Pues bien: el Gobierno y el PSOE se esfuerzan por convencernos de que la reforma de la Constitución que los dos grandes partidos nacionales han pactado es el fruto de una situación de máximo peligro que así se pretende conjurar. Se trataría, por tanto, de la única manera de hacer frente al acoso incesante de unos mercados financieros cuya soberanía no se discute, sino que simplemente se teme y se acata. Sin embargo, niego la mayor: aun con reforma constitucional, si el BCE deja de adquirir deuda española volverá a crecer exponencialmente la prima de riesgo en relación con el bono alemán. Y lo mismo si Grecia, o Irlanda, o Portugal? o Italia incurren en suspensión de pagos («default»), si empeora la situación económica norteamericana o si continúa incrementándose nuestra alarmante tasa de paro, entre otras eventualidades. Luego el problema no está donde, siguiendo acríticamente la doctrina Merkel-Sarkozy, se dice que está. No necesitamos, por consiguiente, una reforma constitucional que encorsete rígidamente nuestra capacidad de desarrollar políticas económicas anticíclicas. Además, si quisiéramos hacer eso nos bastaría con la modificación de la ley general de Estabilidad Presupuestaria y otras disposiciones infraconstitucionales (véase al respecto la STC 134/2011, de 20 de julio, que reconoce las sobradas competencias estatales para disciplinar el déficit autonómico y local). En cambio, lo que sí precisamos cada vez más es un Gobierno económico europeo que unifique las políticas presupuestaria, fiscal y monetaria, incluida la relativa a la emisión de una deuda pública común a toda la UE. Para ello se requiere una reforma de los tratados, y puede que, antes de dar nuestro consentimiento a ella, una modificación de la Constitución que regule detalladamente este y otros aspectos de la participación española en el proceso de integración europea.

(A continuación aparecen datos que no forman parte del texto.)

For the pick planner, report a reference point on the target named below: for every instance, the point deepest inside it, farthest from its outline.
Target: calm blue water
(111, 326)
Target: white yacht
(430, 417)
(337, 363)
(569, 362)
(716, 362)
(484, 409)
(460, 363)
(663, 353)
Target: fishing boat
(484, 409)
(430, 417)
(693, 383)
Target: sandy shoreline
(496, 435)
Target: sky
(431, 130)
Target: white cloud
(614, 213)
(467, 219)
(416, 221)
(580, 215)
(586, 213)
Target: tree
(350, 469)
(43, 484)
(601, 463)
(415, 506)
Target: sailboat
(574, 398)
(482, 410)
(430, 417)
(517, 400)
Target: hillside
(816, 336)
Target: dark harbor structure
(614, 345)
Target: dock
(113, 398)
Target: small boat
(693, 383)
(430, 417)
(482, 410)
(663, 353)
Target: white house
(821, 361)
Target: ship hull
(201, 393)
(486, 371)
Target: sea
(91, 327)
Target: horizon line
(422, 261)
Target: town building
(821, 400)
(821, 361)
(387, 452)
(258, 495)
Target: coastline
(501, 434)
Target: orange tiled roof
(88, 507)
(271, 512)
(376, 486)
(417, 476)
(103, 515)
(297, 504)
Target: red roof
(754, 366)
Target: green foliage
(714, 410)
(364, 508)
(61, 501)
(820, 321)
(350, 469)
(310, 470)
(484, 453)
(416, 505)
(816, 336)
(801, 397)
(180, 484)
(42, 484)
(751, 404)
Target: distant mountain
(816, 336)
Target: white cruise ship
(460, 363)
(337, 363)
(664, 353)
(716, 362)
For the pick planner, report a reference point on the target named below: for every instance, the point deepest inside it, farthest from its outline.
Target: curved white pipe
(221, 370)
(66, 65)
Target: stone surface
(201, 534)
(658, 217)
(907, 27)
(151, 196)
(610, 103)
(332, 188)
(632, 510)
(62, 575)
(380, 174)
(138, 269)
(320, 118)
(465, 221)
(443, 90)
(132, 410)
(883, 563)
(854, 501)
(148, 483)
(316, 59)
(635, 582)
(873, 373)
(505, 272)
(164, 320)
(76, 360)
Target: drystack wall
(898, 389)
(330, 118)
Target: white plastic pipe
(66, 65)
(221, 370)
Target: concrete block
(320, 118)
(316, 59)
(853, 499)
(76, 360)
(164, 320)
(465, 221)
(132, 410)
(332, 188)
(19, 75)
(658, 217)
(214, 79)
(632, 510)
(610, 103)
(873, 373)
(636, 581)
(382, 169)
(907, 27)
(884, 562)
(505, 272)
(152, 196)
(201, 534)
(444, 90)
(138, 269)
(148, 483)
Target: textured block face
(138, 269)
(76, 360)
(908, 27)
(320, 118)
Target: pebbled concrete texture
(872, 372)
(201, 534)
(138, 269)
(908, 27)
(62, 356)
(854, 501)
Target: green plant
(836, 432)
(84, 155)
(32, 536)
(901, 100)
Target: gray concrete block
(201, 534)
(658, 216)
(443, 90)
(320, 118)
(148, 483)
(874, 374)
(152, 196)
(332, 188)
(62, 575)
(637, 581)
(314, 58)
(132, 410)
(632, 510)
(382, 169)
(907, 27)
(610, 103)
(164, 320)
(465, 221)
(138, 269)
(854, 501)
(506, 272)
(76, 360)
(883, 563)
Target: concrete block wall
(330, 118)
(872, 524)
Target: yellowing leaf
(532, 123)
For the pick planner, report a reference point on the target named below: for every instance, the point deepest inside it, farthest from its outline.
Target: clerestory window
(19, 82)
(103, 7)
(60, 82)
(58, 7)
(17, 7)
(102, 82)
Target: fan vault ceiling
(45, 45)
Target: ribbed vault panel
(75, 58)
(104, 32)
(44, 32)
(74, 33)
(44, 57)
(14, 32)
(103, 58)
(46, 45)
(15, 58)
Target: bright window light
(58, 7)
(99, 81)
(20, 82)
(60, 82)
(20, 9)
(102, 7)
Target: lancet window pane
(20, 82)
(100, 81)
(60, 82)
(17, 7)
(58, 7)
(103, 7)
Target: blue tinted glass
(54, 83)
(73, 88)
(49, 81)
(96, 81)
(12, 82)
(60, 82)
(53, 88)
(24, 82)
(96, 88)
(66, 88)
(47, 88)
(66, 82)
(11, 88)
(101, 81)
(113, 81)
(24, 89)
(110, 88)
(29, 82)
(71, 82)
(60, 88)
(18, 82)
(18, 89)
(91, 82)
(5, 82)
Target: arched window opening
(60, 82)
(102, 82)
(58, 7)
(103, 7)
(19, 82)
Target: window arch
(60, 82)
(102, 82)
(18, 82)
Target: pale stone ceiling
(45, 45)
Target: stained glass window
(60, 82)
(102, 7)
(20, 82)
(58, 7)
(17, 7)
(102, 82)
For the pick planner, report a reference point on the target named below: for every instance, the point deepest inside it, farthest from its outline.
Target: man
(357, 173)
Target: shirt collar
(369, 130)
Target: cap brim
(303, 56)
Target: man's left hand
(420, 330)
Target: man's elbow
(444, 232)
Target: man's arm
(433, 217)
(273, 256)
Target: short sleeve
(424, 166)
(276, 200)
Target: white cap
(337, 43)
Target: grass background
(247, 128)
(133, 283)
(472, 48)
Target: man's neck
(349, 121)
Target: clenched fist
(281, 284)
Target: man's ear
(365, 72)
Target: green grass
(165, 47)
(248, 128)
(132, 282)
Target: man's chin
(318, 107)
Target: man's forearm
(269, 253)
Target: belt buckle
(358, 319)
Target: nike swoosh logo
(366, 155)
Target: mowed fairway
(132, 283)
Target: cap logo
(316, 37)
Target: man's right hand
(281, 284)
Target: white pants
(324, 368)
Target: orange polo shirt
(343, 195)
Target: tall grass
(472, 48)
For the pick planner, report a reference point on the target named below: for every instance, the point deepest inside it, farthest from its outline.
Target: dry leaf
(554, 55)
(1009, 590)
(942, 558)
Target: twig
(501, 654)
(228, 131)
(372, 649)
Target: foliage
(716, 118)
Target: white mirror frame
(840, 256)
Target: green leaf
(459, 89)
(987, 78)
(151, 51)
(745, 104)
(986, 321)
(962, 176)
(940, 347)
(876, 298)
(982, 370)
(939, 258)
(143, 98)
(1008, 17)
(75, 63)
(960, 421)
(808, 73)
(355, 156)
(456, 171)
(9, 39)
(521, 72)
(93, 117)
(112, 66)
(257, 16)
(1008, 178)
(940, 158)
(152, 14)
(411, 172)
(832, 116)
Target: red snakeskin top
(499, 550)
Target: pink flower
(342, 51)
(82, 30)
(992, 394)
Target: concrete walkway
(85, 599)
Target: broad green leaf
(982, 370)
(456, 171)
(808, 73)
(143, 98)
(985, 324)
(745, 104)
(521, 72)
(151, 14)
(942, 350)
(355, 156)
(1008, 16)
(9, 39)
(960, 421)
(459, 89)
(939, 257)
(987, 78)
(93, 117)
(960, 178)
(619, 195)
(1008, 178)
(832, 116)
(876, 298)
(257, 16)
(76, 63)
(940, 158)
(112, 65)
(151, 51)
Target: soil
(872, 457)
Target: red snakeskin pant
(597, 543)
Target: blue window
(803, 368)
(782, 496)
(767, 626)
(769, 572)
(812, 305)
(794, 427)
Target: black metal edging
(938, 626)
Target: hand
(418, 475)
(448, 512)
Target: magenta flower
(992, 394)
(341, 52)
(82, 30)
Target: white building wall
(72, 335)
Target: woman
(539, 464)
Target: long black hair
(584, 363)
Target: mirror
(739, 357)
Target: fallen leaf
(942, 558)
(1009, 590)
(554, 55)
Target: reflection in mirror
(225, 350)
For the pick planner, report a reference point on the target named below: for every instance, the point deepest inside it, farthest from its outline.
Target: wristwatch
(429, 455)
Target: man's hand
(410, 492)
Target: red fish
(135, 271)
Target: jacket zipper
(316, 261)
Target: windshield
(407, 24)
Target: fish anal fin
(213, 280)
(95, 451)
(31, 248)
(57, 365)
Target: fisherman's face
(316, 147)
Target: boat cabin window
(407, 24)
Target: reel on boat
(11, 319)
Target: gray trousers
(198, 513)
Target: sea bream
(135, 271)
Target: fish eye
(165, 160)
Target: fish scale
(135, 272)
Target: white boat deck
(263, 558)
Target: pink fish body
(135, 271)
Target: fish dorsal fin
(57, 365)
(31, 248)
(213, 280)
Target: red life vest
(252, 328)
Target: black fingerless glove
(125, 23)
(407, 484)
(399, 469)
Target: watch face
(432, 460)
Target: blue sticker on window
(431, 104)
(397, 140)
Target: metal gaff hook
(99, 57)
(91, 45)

Aparte de lo anterior, el texto del nuevo artículo 135 de la Constitución merece reproches de orden político, técnico e institucional. Entre los primeros se hallaría la crítica de la previsión, verdaderamente tremenda, de que el pago de los intereses y el capital de la deuda pública «gozará de prioridad absoluta», es decir, aunque no haya recursos para nada más. ¡Eso equivale a realizarse una ablación genital para preservar la castidad!

Entre los segundos estarían los que cabe dirigir a las referencias, ciertamente torpes e innecesarias, al establecimiento por la UE de los márgenes de déficit estructural y a la fijación en su Tratado de Funcionamiento (TFUE) del tope de deuda pública de los estados miembros. No es únicamente que en el resto de los preceptos de la Constitución no se contenga ninguna otra mención del proyecto europeo, lo que a estas alturas resulta chocante, ni que la referencia al TFUE quedará obsoleta cuando esta norma cambie como consecuencia de la dinámica de modificación del derecho europeo originario, sino que tales referencias parecen dar la impresión de que renunciamos a nuestra facultad de retirarnos de la Unión si así nos conviniese. ¿Ya no somos un Estado soberano?

Finalmente, entre los reproches de carácter institucional debe figurar el relativo a la previsión, tomada de la Ley Fundamental alemana, de que la superación de los límites de déficit estructural y de volumen de deuda pública sólo podrá tener lugar «en caso de catástrofes naturales, recesión económica o -nótese bien- situaciones de emergencia extraordinaria que escapen al control del Estado y perjudiquen considerablemente la situación financiera o la sostenibilidad económica o social del Estado, apreciadas por la mayoría absoluta de los miembros del Congreso de los Diputados». Ello supone, inevitablemente, el enjuiciamiento por el Tribunal Constitucional de la concurrencia o no de dichas situaciones, con las presiones de altísimo voltaje que entonces es fácil imaginar sobre el supremo intérprete de la Constitución, llamado a intervenir en coyunturas traumáticas acerca de delicados asuntos de política económica. Créanme, no todo lo alemán es bueno.